天,变了。
一夜之间,那场无声的记忆攻防战所荡开的涟漪,已然在天风城外掀起了惊涛骇浪。
翌日清晨,太阳刚把地平线烤出一条焦边,三十六道代表着周边列国的斥候狼烟便已冲天而起,如三十六根黑色的钉子,死死钉在了天风城的边关之上。
旌旗如林,甲光胜雪。
一张由镇北王亲笔书就的檄文,以灵力拓印,遮天蔽日般悬于关隘上空,字字泣血,杀意凛然:“键盘修士,沉溺虚妄,乱我道心,撼我国本!此等异端,当以血洗心,以证大道!”
檄文之下,边关血狱台早已被冲刷得干干净净。
那座以无数凶兽、叛逆的白骨筑成的擂台,在晨光下泛着森然的惨白,像一只咧开的、等待噬人的巨兽之口。

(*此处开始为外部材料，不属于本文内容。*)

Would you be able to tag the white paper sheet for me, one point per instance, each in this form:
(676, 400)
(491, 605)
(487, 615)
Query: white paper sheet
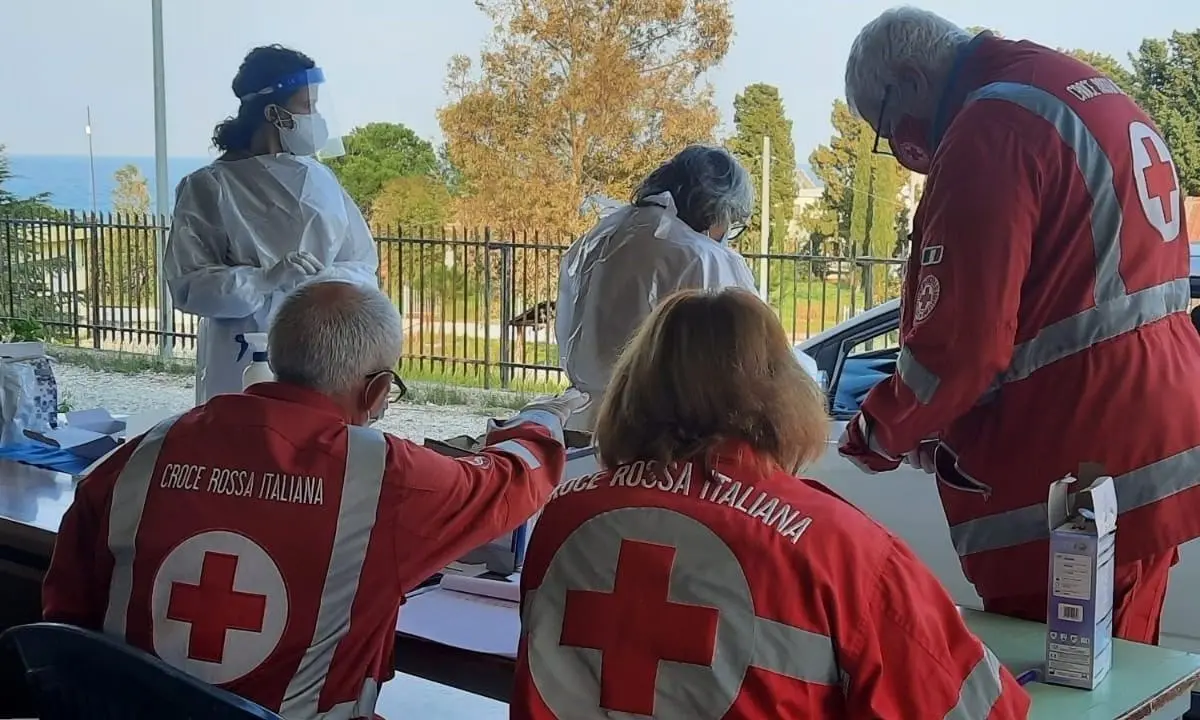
(499, 589)
(463, 621)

第一批被押上血狱台的,不是什么罪大恶极的魔头,甚至不是一个成年人。
是一个孩子。
李小星,年仅十二岁,曾因在《只狼》中历经上千次死亡而觉醒“不死战意”的体修遗孤。
他被两条粗大的锁链贯穿着琵琶骨,瘦小的身躯在铁链的拖拽下,于地面留下一道浅浅的血痕。
他没有哭,也没有喊,只是抿着干裂的嘴唇,那双本该清澈的眼睛里,燃烧着一种与年龄不符的、近乎偏执的火焰。
那是属于“狼”的眼神,死过一次又一次,却从未真正熄灭的眼神。
台下,人山人海,却死寂无声。
空气中弥漫着血腥与尘土混合的铁锈味,太阳像个烧红的烙铁,炙烤着每一个人的皮肤和神经。
韩冰之没有出现。
人群的角落里,一个瘦小的身影,正端着一碗馊掉的饭食,随着送饭的队伍,一点点挤向血狱台的边缘。
是念响童。
他低着头,避开所有人的目光,当他路过擂台基座的一块巨大奠基石时,他像是被绊了一下,小小的身子顺势贴在了冰冷的石面上。
耳朵紧贴石面,他紧闭双眼。
周遭的喧嚣、心跳、呼吸声尽数褪去,一种微弱却坚韧的嗡鸣,如同电流穿过服务器集群的声音,从地底深处传来。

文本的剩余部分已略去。